Bar Harbor, Maine
Maine’s charming village on the coast of Mount Desert Island is the perfect place to experience the grandeur of Acadia National Park.
We awoke to glowering skies and steady rain as our cruise ship dropped its hook off the coast of one of North America’s most beautiful seaside towns – Bar Harbor, Maine.
Located on Mount Desert Island, this picturesque village has attracted some of America’s biggest icons and celebrities over the years, including the Rockefellas, Vanderbilts, Astors and Morgans. And a number of Hollywood movies have been filmed in the area, including “The Cider House Rules” with Charlize Theron.

Acadia National Park
But while Bar Harbor has plenty to offer including whale watching tours, museums, art galleries, and a beautiful waterfront, we had come here to see the magnificent Acadia National Park which surrounds the town. So we boarded a bus in the port and climbed up Cadillac Mountain to the top of the park, which provides a sweeping vista of the forest, coastline and the town of Bar Harbor and Frenchman Bay below. It’s also where we found brilliant yellow, orange and red leaves bursting from the tree tops set against the pretty coastline.
Acadia National Park is a nature lover’s paradise loaded with lots of wildlife including white-tail deer, foxes, coyotes, hares, beavers and over 300 species of birds. The park features 48,000 acres of land covered with forests, streams, lakes and 17 mountains. Its tallest peak, which stretches 1,530 feet from sea level to the top of Cadillac Mountain, is the highest on the Eastern Seaboard and during certain times of the year is the first place in America to receive sunlight.

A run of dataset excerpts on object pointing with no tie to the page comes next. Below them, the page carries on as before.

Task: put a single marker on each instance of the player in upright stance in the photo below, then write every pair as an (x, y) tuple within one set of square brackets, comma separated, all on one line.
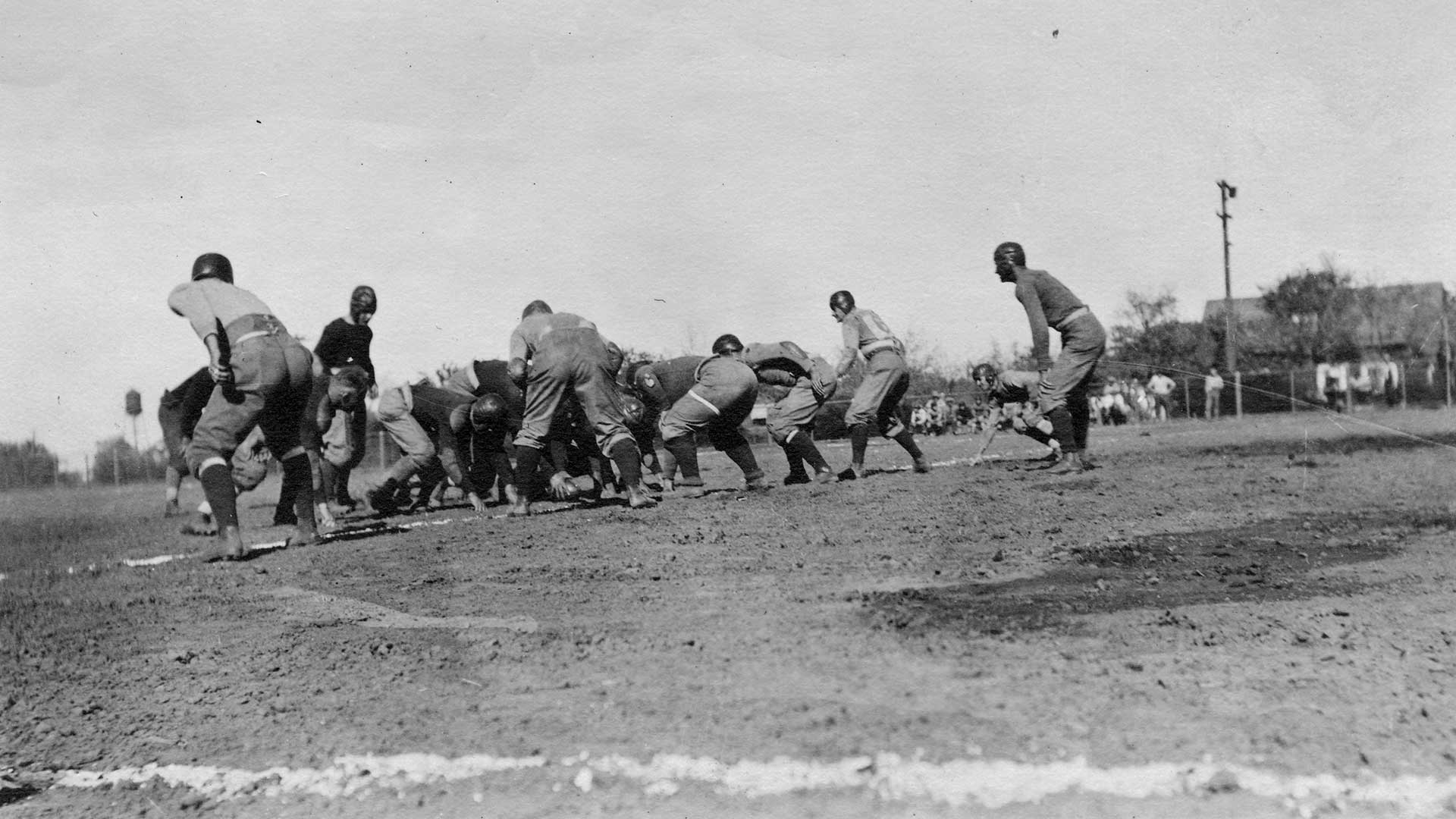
[(887, 378), (1015, 392), (791, 419), (551, 354), (1063, 395), (720, 400), (347, 341), (262, 376)]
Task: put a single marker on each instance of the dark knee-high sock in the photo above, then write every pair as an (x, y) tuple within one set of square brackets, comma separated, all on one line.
[(795, 463), (299, 477), (528, 465), (628, 460), (329, 480), (801, 447), (1063, 428), (221, 496), (742, 453), (685, 450), (858, 444)]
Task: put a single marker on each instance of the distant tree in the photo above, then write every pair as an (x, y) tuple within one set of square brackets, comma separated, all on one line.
[(28, 464), (115, 458), (1404, 318), (1152, 337), (1313, 312)]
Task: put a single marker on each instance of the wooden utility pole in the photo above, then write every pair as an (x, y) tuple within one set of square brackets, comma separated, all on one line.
[(1226, 193)]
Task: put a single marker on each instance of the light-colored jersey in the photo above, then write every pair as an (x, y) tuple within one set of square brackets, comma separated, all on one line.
[(533, 337), (210, 305), (865, 333)]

View of Frenchmen Bay from Mount Cadillac
Mount Desert Island derived its name from explorer Samuel de Champlain, who in 1604 ran aground on the island he named Isles des Monts Deserts (Island of Barren Mountains). But it wasn’t until the late 1700s that settlers began to arrive, and the island became a community of farmers and fishermen.
Eventually, word of the island’s rustic beauty spread, aided and abetted by the works of landscape painters from the local Hudson River School of Painting. In its heyday in the 19th century, the town of Eden (as Bar Harbor was called until 1918) had become an exclusive summer resort for the wealthy, rivalling that of illustrious Newport, R.I. They called themselves “rusticators” and built huge mansions and “cottages,” many with ballrooms, croquet lawns and formal gardens. Some were designed by famous architects such as New Yorker Bruce Price, who built the Chateau Frontenac in Quebec City.
While most of the mansions from the gilded era were destroyed in the Great Fire of 1947, a few survived and still grace the town’s leafy streets. However, most have been converted into hotels, B&Bs and restaurants.

Bar Harbor’s historic corridor
After spending our morning in Acadia National Park, we took refuge from the rain in Bar Harbor’s quaint Ivy Manor Inn on Main Street. The Inn has a charming restaurant where we decided to dry out over a delicious lunch of clam chowder, fresh lobster, and corn on the cob, all washed down with a pint of local beer from the Bar Harbor Brewing Company.
Once lunch was over, we hoisted our umbrellas and made our way down Main Street past a variety of interesting shops including “The Scrimshaw,” which practices the whaler’s art of hand engraving on fossils. We then walked along Bar Harbor’s Historic Corridor, a handful of streets that intersect with Main and contain most of the town’s historic buildings. Along the route we found many buildings from the 19th century including the Congregational Church circa 1889, the Mira Monte Inn built in 1860, and the original Brown’s Furniture store finished in 1888. We also dropped in to the Abbe Museum, which has an interesting exhibit of Native American artifacts from the region.

Bass Harbor Head Light
It was now late-afternoon and time to take our rain-soaked bodies back to our ship for our five o’clock sail away. As our ship slipped anchor and slowly eased out of the harbor, we were treated to a bird’s-eye view of our last local landmark – the 1858 Bass Harbor Head Light, one of several beautiful and historic lighthouses that grace the island’s rugged coastline.
The lighthouse soon faded out of view in the twilight of a fall afternoon, but we knew that the majestic beauty of Mount Desert Island would remain with us forever.